中・上級者のためのハングル長文読解講座 リスニング問題つき
本書のレビューを掲載する準備を進めましたが、当サイトの過去問分析では、大学編入試験でこの参考書が対策になる学部を特定できませんでした。編入試験ではハングル長文読解が出題される学部が限定的であるためです。本書の利用を検討する際は、まず志望大学の過去問でハングル読解がどの程度の重要度で出題されるかを確認することが重要です。
この本の位置づけ
本書は「中・上級者向け」と銘打たれており、ハングル文法の基礎を終えた学習者を対象としています。長文読解とリスニング問題の両方を収録しているため、読む力と聞く力を並行して鍛える設計になっています。
編入試験対策の参考書全体との比較では、ハングル対策書の流通量自体が限られており、本書のような総合的な長文読解教材は希少です。ただし、編入試験の出題範囲や頻出テーマとの対応関係が不明であるため、志望大学の傾向を踏まえたうえで選定する必要があります。
いつどのタイミングの編入受験生におすすめか
志望大学の編入試験でハングル読解が出題されることが確認できた場合、基礎文法を完成させた後(通常、学習開始から3~4ヶ月程度)に導入することを想定しています。早すぎる導入は、文法知識の不足により内容理解が追いつかず、効率を損なう可能性があります。

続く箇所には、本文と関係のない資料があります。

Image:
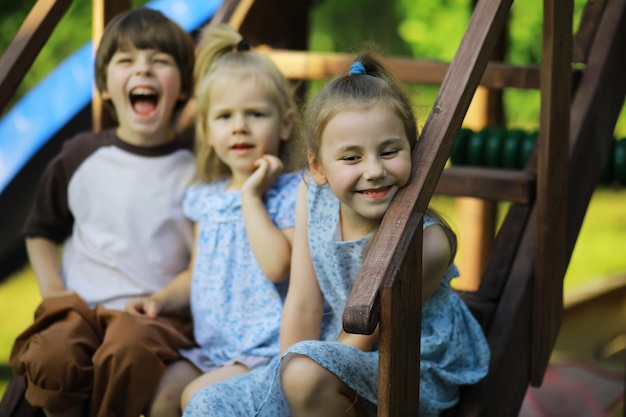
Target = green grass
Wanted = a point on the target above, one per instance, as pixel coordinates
(598, 255)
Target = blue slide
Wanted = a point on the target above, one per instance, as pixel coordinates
(33, 130)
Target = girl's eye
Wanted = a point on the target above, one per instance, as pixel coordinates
(163, 60)
(123, 60)
(390, 153)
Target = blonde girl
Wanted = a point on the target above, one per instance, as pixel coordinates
(243, 207)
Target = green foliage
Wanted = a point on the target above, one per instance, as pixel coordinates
(72, 32)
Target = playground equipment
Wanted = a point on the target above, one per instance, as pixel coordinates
(519, 300)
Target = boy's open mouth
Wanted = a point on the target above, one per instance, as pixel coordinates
(144, 100)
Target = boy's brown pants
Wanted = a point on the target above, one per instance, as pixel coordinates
(105, 360)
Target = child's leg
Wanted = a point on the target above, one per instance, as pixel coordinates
(166, 400)
(130, 361)
(312, 390)
(219, 374)
(54, 354)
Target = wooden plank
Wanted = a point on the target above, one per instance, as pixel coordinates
(587, 30)
(225, 12)
(102, 13)
(316, 65)
(488, 184)
(501, 392)
(552, 173)
(390, 245)
(30, 38)
(595, 109)
(399, 342)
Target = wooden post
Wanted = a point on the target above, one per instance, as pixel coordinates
(552, 180)
(477, 218)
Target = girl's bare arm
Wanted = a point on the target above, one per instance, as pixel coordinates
(304, 305)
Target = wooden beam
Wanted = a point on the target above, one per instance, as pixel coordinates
(391, 243)
(552, 180)
(400, 330)
(30, 38)
(488, 184)
(587, 29)
(315, 65)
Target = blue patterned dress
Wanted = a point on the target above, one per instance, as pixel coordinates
(236, 309)
(454, 351)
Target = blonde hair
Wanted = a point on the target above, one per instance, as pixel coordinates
(222, 49)
(368, 82)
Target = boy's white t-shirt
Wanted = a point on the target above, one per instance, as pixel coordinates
(117, 210)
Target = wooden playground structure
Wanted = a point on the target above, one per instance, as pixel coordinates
(519, 298)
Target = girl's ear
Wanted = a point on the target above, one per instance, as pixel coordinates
(287, 125)
(315, 168)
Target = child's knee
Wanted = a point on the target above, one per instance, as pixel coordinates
(51, 365)
(301, 377)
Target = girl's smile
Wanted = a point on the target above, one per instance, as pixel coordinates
(365, 157)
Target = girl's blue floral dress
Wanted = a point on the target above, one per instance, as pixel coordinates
(454, 351)
(236, 309)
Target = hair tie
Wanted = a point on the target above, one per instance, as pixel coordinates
(242, 45)
(357, 68)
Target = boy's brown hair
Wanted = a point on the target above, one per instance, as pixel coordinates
(145, 28)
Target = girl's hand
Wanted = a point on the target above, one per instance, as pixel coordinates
(143, 306)
(269, 168)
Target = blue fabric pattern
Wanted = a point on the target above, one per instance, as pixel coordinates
(236, 309)
(454, 350)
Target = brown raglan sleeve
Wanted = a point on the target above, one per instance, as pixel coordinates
(50, 216)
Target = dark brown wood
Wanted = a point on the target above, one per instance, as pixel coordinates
(102, 13)
(400, 329)
(587, 30)
(551, 203)
(315, 65)
(390, 244)
(595, 109)
(30, 38)
(501, 392)
(488, 184)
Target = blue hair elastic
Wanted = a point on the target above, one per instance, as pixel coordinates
(357, 69)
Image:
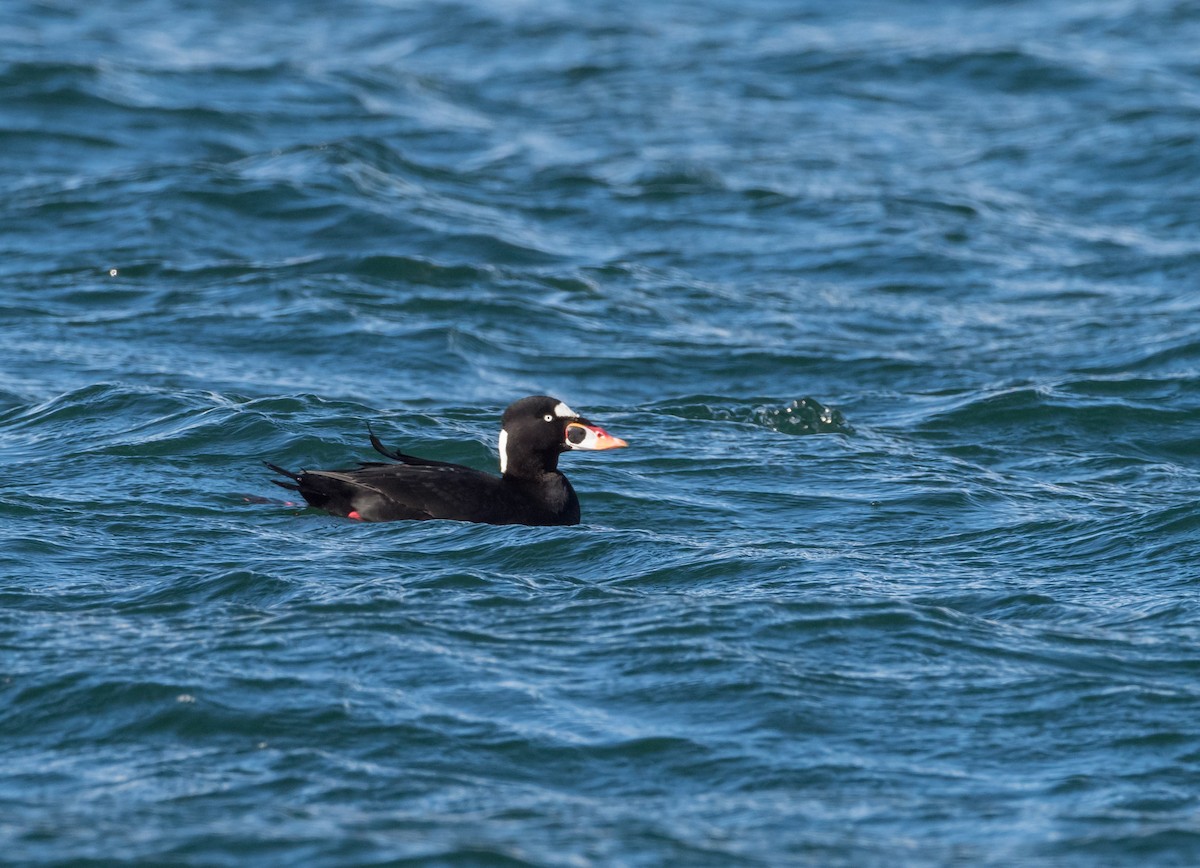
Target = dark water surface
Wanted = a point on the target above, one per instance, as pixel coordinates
(963, 627)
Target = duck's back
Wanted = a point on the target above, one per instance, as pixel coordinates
(394, 492)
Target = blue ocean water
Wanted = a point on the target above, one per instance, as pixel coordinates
(897, 305)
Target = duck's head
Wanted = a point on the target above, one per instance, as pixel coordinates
(534, 431)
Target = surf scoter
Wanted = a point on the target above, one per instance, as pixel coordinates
(531, 490)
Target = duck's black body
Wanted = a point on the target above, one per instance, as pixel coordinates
(531, 490)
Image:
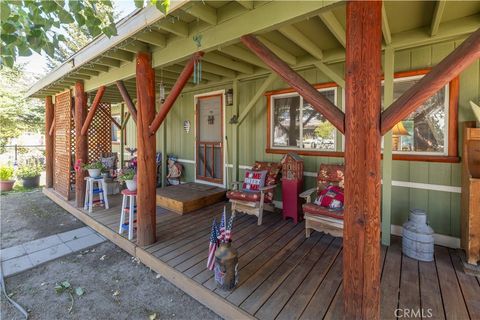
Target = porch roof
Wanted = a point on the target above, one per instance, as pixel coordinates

逆に入試直前まで放置すると、長文の速読力と聞き取り能力の定着に十分な時間が確保できません。特にリスニング問題は反復練習が必要なため、余裕をもった時期からの着手が重要です。
使い方
本書に取り組む際は、まず長文読解セクションから始め、文章全体の流れを把握する読み方に慣れることをお勧めします。わからない語句は都度調べず、文脈から意味を推測する練習を意識してください。
リスニング問題については、スクリプトを見ずに複数回聞いた後、逐語訳ではなく内容の要点をメモする方法が効果的です。その後、実際の志望大学の過去問と照らし合わせ、出題形式や難易度の違いを確認することで、本書の位置づけが明確になります。
注意点
本書の出版年が確認できていないため、言語表現や文化的背景に古さがないかは事前に内容見本で確認することをお勧めします。特にハングル教材は、言語使用の流行や敬語表現が変わる可能性があるため注意が必要です。
もう一点、編入試験でハングル読解を扱う大学が限定的である現状から、本書だけでは対策が完結しない可能性があります。志望大学の過去問で具体的な出題形式を確認し、足りない部分は過去問演習や個別指導で補う戦略を立てておくことが大切です。